Le Maroc ne nous a pas habitués à cette rugosité diplomatique. Bien au contraire, le comportement « oulad nass » est ce qui nous a toujours caractérisés. Nous nous en éloignons… et nous ne nous reconnaissons plus. En 2002, et au plus fort de la crise de l’îlot Laila, quand l’Espagne de Jose Maria Aznar nous avait attaqués avec son armada en formation, le Maroc avait su raison garder, lançant plus tard sa politique de Tanger Med, dont on a pu voir les résultats plus que positifs.
Certes, comme le dit Nasser Bourita, le Maroc d’aujourd’hui n’est pas celui d’hier, mais le Maroc d’aujourd’hui n’est pas non plus celui de demain, et beaucoup de choses restent à faire. Le ministre des Affaires étrangères devrait ravaler sa hargne et rengainer ses armes, agir comme un homme d’Etat et non comme un homme dans tous ses états.
Alors que les Américains soufflent le chaud et le froid, nous restons dans le show. Alors que l’Espagne et l’Union européenne font globalement cause commune contre nous, nous restons dans l’invective. Et le « nous » signifie la diplomatie nationale. Les actes sont-ils bien calculés ? Les conséquences ont-elles été bien mesurées ? Connaissons-nous vraiment le jeu des Américains ? Où en sommes-nous avec la Chine et la Russie, avec l’Afrique et le monde arabe ? Quel est le rôle des Français ?

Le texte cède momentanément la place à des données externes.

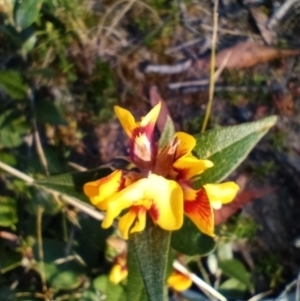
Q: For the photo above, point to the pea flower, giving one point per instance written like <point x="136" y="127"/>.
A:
<point x="179" y="282"/>
<point x="162" y="189"/>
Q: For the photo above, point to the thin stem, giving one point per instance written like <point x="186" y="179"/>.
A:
<point x="212" y="68"/>
<point x="40" y="246"/>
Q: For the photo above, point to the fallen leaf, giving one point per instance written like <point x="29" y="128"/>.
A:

Une grande bascule géopolitique se produit à nos portes. La France se retire du Sahel, ou du moins y réduit sa présence, les Américains ont l’intention affichée de venir en Afrique, mais à leurs conditions, les Anglais aussi, après avoir claqué la porte de l’Europe, les Algériens se rapprochent des Espagnols, lesquels se dissimulent derrière l’UE et aussi l’OTAN, dont ils reçoivent le sommet en 2022.
Notre diplomatie s’insère dans ce jeu mondial et régional, mais sans un mot d’explication. Alors elle devrait savoir ceci : aucune nation ne sera jamais respectée par les autres tant qu’elle n’accorde aucune importance à son opinion intérieure (à moins d’être une grande puissance militaire, à l’autocratie assumée, comme la Russie ou la Chine, et ce que le Maroc n’est pas). Bouder l’Allemagne et botter l’Espagne est sûrement une bonne chose pour notre ego, pour notre aura internationale et, oui, nous avons parfaitement les moyens de le faire car nous avons des leviers de puissance et de négociation.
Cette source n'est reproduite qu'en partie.